A vrai dire, tout l'intérêt de Pompoko réside dans ces petites créatures qui vivent en société dans les forêts sur le modèle des schtroumpfs, c'est-à-dire un big boss respecté par tout les autres. Les tanukis ne sont pas particulièrement brillants et leurs passe-temps oscillent plutôt entre la glande pure et dure, les fêtes bruyantes et alcoolisées et la perduration de l'espèce.
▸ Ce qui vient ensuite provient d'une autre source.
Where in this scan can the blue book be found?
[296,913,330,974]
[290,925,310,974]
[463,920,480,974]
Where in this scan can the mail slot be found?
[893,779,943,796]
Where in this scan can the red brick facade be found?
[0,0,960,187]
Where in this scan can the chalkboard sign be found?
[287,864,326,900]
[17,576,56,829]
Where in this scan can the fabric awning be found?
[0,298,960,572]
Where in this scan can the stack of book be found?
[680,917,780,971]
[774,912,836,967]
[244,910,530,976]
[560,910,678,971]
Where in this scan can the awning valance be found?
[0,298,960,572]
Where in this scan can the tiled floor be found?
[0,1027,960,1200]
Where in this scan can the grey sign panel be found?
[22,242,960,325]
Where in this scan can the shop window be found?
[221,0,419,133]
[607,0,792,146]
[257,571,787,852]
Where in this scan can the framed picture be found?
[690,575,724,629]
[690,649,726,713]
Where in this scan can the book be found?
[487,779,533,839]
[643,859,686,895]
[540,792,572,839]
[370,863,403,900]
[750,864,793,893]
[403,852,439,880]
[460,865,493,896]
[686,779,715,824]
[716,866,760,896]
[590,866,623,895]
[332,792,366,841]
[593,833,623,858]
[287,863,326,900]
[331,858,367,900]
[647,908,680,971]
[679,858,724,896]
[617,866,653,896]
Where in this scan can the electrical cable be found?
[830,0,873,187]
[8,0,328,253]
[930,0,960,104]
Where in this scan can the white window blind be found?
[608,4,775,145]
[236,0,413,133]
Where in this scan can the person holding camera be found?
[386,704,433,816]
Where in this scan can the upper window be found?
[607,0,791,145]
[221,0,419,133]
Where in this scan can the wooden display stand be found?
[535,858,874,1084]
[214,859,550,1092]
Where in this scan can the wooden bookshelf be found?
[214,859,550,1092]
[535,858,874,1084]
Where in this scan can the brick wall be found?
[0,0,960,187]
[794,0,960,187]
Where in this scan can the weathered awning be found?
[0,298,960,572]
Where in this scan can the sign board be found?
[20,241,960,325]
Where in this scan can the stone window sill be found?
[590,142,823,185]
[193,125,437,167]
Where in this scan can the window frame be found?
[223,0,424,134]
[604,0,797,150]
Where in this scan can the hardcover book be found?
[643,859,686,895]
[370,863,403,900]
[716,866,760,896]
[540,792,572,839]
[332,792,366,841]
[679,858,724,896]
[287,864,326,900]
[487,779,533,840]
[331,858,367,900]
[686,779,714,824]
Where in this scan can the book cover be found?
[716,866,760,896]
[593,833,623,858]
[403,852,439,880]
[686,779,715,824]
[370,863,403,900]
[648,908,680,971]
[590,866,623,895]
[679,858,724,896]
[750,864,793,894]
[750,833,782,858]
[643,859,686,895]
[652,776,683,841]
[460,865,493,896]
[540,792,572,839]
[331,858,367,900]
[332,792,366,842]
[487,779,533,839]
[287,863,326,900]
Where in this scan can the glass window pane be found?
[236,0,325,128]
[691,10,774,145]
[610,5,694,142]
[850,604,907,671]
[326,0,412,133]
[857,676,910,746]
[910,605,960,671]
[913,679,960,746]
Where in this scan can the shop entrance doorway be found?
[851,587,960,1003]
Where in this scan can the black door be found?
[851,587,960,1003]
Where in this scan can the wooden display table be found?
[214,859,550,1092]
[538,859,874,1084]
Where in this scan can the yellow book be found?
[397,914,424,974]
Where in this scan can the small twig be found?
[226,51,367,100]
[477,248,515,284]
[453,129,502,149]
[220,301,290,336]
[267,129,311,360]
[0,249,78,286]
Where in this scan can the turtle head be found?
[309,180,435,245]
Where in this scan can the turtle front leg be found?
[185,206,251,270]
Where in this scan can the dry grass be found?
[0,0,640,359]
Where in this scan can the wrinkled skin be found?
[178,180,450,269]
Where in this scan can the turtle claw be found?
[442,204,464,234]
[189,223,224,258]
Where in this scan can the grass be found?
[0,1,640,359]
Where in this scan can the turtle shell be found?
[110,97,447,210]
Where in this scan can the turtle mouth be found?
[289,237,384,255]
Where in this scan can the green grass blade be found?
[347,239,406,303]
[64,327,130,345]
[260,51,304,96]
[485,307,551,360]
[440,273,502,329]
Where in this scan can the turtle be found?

C'est là qu'on se demande vraiment si la distribution en Europe a bien cadré son tir en visant un public d'enfants, car certains éléments de Pompoko seront très difficilement compréhensibles par des fans moyens de Pokémon ou Sakura. Quand on voit d'où les tanukis tirent leurs pouvoirs magiques et comment ils en font usage (et ce dans une scène hilarante et au prix d'une des répliques les plus inattendues du monde du cinéma), ça casse pas mal le mythe ancestral d'où ils sont issus. Puis on se dit qu'il y a un sacré décalage avec ce que promettait la bande annonce française et que le réalisateur du Tombeau des Lucioles a quand même un sens de l'humour assez... Piquant...

Alors, oui, Pompoko est d'un niveau de bon goût légèrement en deçà de ce qui ce fait dans les studios Ghibli d'habitude, mais Takahata sait aussi être très sérieux quand il le faut. Ainsi, il montre qu'à force de se bourrer la gueule à longueur de journée, les tanukis se montrent impuissants face aux hommes qui détruisent leurs forêts une par une. Il y a quelque chose de tragique dans cette lutte de plus en plus désespérée contre la destruction de la nature, où le bonheur se perd peu à peu. Les efforts de nos amis les tanukis se soldent par de cruels échecs ou, pire, ne font qu'accélèrer l'inévitable.

S'achevant sur une note plutôt légère, Pompoko est avant tout un divertissement de deux heures (peut-être un peu long sur certains dévellopements soit dit en passant) peuplé de personnages délirants comme les trois vieux maîtres tanukis qui se prennent pour des rock stars. On n'a peut-être pas l'imposante prestance d'un Tombeau des Lucioles, loin de là même, mais Pompoko est loin d'être une oeuvre de débutant.